VIRGO (August 23 - Sept. 22)
Kin Hubbard once said that "the only way to entertain some people is to listen to them." I know it seems trifling and boring to listen the rest of us, day in and day out. We're not talking fast enough for you, or getting to the point as quickly as you'd like. Your first impulse is to turn a deaf ear to the incessant chattering. But beware -- you could miss out on some valuable eavesdropping. Your next move will be determined by something that will be said to you in conversation this month, let's hope you're listening and not just nodding while mentally planning your grocery list. Saturn's move out of your house of work and career will give you a much-needed break from professional strife... and the office gossip could be juicy, so listen up, Virgo.

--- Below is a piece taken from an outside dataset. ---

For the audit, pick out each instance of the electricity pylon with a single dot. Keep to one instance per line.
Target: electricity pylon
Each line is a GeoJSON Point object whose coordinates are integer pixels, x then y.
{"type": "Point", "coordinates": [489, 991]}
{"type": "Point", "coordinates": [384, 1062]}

With both ears.
LIBRA (Sept. 23 - Oct. 23)
You are in need of nourishment... not the meat-and-potatoes kind, but a real meal of critical success, a full buffet of acknowledgement and reward. Now is the perfect time to look at the menu and decide to eat all the good stuff life can cook up. There are more vital nutrients and vitamins coming your way now that Saturn is laying off your sign and easing up on the pressure both career-wise and personally. Don't forget to order up a healthy serving of heightened awareness, followed by a dessert of whipped emotions. Oh, and by the way... you can't get this meal home delivered, you have to go out to find it. Hint, hint.

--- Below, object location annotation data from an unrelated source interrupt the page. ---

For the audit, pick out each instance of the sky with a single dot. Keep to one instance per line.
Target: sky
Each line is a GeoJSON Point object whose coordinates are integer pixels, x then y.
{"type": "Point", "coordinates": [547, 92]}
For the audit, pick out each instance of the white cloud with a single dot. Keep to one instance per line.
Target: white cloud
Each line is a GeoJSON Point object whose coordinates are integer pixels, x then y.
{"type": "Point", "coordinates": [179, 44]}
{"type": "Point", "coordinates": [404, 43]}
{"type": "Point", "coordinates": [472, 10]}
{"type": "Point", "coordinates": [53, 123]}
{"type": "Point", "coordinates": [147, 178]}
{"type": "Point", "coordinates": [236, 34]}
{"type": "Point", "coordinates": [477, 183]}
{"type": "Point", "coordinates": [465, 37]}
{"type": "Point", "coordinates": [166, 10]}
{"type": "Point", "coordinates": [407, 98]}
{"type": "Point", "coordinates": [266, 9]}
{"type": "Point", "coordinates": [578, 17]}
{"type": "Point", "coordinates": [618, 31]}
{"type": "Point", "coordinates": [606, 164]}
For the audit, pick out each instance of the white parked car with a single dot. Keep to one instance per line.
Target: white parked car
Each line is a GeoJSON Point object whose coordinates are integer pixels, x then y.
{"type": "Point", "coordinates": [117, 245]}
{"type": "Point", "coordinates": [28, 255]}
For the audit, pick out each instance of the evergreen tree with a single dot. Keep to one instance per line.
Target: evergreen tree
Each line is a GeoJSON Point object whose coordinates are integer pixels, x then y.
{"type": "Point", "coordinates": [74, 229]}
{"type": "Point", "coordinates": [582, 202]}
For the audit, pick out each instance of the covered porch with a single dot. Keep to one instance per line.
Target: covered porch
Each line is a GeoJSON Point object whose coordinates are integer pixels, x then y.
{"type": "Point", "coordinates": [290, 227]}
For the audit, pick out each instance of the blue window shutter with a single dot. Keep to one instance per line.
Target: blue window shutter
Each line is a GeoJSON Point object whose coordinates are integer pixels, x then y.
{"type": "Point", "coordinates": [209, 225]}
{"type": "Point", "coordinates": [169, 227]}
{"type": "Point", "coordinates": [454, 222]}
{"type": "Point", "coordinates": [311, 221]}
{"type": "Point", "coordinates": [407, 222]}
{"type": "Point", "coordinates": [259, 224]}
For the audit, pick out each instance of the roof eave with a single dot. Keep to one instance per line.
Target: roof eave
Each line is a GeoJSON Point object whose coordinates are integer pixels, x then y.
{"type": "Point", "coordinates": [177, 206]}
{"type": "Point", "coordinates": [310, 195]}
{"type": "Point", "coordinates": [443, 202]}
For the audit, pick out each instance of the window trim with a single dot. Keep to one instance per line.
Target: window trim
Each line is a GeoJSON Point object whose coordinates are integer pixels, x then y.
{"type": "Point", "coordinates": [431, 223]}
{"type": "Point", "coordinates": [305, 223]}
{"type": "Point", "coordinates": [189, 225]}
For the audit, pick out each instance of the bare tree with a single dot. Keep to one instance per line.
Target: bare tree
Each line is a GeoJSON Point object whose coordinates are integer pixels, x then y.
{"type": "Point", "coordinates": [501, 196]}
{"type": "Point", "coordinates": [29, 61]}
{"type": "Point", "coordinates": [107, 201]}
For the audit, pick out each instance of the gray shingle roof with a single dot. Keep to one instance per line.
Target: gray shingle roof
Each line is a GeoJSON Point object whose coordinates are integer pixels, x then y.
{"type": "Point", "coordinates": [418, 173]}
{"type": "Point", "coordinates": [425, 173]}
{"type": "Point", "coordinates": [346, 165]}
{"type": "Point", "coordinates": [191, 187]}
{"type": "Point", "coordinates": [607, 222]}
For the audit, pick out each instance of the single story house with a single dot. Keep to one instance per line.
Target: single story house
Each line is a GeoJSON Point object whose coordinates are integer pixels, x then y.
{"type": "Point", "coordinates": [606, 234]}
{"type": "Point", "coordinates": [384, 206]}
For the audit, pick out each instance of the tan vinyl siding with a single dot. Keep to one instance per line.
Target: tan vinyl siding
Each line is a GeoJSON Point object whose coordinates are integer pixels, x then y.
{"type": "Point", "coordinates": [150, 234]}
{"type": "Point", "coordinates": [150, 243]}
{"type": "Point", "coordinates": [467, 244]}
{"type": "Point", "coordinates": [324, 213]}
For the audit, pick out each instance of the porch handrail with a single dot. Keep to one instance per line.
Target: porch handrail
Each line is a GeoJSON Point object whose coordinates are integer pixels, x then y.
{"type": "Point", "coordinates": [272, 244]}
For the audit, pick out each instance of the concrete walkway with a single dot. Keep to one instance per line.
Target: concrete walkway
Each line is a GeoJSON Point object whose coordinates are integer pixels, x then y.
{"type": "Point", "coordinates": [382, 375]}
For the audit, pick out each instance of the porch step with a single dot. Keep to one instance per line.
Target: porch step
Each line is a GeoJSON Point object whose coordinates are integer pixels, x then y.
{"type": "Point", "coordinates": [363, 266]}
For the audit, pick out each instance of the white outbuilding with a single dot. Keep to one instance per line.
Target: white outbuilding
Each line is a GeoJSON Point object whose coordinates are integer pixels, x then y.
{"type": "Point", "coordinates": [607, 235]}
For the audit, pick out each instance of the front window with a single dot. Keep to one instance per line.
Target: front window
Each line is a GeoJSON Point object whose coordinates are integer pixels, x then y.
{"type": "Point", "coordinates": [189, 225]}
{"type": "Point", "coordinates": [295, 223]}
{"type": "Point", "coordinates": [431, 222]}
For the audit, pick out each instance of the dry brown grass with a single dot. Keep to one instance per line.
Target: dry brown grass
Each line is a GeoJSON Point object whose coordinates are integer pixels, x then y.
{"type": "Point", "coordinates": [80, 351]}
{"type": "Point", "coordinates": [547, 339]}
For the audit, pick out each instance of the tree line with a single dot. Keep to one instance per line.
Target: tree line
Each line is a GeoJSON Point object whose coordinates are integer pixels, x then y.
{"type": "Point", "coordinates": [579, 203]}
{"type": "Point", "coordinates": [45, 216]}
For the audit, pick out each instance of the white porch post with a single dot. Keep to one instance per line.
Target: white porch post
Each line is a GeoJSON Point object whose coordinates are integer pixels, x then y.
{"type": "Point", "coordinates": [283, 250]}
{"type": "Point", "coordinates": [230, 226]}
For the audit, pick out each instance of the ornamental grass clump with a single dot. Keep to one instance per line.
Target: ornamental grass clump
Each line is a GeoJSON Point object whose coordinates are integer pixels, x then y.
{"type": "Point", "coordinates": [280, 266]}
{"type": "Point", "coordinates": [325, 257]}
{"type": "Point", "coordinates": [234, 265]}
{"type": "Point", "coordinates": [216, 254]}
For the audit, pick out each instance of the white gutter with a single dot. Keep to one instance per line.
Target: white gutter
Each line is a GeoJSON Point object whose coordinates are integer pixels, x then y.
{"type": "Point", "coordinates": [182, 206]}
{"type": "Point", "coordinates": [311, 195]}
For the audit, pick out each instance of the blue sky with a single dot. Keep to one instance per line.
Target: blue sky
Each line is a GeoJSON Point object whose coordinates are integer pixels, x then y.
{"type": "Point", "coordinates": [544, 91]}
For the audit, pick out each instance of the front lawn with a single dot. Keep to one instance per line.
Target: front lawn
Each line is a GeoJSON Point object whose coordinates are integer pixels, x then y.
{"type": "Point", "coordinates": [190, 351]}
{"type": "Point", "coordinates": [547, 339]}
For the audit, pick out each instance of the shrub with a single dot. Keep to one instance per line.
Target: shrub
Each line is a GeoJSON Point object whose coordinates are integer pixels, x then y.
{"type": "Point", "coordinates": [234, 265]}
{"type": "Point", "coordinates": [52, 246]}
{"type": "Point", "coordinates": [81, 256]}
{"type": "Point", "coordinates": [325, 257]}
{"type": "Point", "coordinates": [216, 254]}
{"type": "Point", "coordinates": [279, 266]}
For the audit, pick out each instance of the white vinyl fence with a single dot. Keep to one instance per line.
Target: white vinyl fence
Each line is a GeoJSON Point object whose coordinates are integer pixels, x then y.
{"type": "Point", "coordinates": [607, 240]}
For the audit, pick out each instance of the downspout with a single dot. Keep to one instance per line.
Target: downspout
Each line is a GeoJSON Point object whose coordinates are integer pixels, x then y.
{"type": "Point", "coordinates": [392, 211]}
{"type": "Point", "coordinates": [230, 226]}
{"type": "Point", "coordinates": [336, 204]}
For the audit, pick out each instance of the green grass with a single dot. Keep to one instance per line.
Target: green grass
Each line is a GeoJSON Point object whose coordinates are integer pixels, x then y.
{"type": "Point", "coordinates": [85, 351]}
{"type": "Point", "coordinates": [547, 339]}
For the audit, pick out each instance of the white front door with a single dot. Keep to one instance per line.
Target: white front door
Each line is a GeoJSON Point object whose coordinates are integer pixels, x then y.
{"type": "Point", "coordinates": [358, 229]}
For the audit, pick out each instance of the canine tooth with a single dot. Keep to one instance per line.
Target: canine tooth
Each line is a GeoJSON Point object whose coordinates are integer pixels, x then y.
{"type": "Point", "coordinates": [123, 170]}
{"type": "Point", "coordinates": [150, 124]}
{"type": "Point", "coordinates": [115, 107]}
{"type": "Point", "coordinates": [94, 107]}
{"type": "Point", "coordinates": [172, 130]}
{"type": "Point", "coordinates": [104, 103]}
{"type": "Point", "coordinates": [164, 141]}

SCORPIO (Oct. 24 - Nov. 21)
Um, hi. How you doing? Because, well. Saturn. And you. Going to get very close for the next two years as you have this big planet hanging out with you at work. Good news: Boy, will you get a lot accomplished! And people will love you! And you'll be a shining star! Bad news: Dude, a planet is riding shotgun with you to work every day. There's a fair amount of heaping praise coming your way on the career front -- and, because of Saturn, a fair amount of hard work as well. There's only one way to handle this: with a metaphor. Let's say your grandfather's beautiful pocketwatch stops ticking: immediately take it in to be fixed and polished, and always treasure its unique beauty. When you're late to work (again!) because your crappy, ugly, unreliable, piece of junk alarm clock died in the middle of the night, be glad to be free of it. Yes, this is a metaphor for something in your life that is broken and you have to decide whether or not it's worth fixing. And no, it's not an alarm clock.

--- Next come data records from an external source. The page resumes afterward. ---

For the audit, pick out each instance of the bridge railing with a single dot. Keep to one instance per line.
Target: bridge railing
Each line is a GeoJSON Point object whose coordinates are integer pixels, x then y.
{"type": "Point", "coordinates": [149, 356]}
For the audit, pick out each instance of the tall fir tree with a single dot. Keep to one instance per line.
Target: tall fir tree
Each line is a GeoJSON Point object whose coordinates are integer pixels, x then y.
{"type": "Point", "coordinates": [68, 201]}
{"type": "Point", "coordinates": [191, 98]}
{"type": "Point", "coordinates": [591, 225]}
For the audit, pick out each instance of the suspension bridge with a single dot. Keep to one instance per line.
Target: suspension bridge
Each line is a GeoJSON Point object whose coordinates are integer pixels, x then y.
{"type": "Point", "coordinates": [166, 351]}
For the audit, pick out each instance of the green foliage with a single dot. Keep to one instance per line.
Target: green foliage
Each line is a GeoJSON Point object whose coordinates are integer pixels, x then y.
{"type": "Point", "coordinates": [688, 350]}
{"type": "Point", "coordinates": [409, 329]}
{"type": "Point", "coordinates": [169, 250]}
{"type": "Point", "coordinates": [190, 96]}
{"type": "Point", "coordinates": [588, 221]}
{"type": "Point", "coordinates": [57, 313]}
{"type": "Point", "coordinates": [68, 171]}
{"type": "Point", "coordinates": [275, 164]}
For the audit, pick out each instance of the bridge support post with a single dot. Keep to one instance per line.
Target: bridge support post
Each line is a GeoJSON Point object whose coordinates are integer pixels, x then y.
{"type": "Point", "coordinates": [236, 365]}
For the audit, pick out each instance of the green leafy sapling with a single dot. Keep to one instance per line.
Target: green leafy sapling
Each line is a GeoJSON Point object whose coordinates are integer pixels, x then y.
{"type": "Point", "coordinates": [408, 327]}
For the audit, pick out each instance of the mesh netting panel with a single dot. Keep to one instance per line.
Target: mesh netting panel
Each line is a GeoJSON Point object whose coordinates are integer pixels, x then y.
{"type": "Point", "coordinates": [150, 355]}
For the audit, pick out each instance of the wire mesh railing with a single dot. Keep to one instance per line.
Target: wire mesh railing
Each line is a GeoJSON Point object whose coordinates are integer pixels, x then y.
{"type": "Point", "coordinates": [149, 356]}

SAGITTARIUS (Nov. 22 - Dec. 21)
Some people look great in those loud Hawaiian shirts that have scenes featuring surfboards, coconut trees and pineapples. Other people wear those shirts and look like they had an accident in a bowl of fruit. That's because creative expression is uniquely personal, and when you try to meld into a style that isn't genuine ... well, you can end up looking like a casualty on the Fashion Freeway. Better to trust your instincts, especially in the coming weeks. An outside influence is going to make you believe you're the Hawaiian shirt-wearing kind, even if you're strictly a T-shirt girl at heart. Chin up! Saturn is exiting your money house and you will finally be able to afford to change your look as many times as you need before you get it just right.
CAPRICORN (Dec. 22 - Jan. 19)
Next to Cancer, ya'll have had the worst time with that shitheel, Saturn. It's especially drained your emotional fuel tank these past few weeks. The cost for filling up your Cappy engine can be exorbitant -- gas prices notwithstanding. But finally, the time is right for you to drive the car of your own life. Take an alternate route this summer and you won't be disappointed. Capricorns will be able to see clearly, breathe deeply, enjoy the scenery and maybe even love a little. I can see a road ahead that is marked with gratifying pit stops and unlimited natural resources. There will be people along the way who may be asking for a free ride -- don't let that discourage you. No one can see more clearly into a person's itinerary than you, Capricorn. Trust your internal navigation system and you'll get unlimited miles per gallon.